Oleh: Fita Erviana Sinta S.Pd
Asian games telah usai, namun euforianya masih dirasakan hingga hari ini. Mengenai hal itu, Erick mengungkapkan faktor utama yang membuat euforia Asian Games 2018 begitu terasa adalah kemegahan dari opening ceremony yang dilakukan di Stadion Utama Gelora Bung Karno (SUGBK),18 Agustus 2018."Saya rasa ada key factor yang penting.Opening kita yang luar biasa, membuat masyarakat kita sangat percaya bahwa kita bangsa besar. Karena memang diopening itu kita selebrasi Indonesia untuk dunia, kita menunjukkan identitas kita untuk dunia," kata Erick saat "Konser Terima Kasih Indonesia untuk Para Juara" di Studio 5 Indosiar, Selasa (4/9/2018).
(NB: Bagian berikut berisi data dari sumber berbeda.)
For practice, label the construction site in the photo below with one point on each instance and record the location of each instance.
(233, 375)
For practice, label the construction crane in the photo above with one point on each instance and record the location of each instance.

Liputan6.com (Kamis 6/8/2018).
_Opening ceremony_Asian Games 2018 memang menghadirkan banyak pujian dari banyak pihak, bahkan dari luar negeri. Kemeriahan dan efek kejut dalam _ceremony_ tersebut dianggap sudah setara dengan level dunia, bahkan disebut yang terbaik sepanjang sejarah
Asian Games.
Untuk _Opening_ dan _closing ceromony_ yang megah pemerintah tak tanggung-tanggung merogoh kocek dengan jumlah yang fantastis. dilansir dari Indosport.com (Senin 20/08/18)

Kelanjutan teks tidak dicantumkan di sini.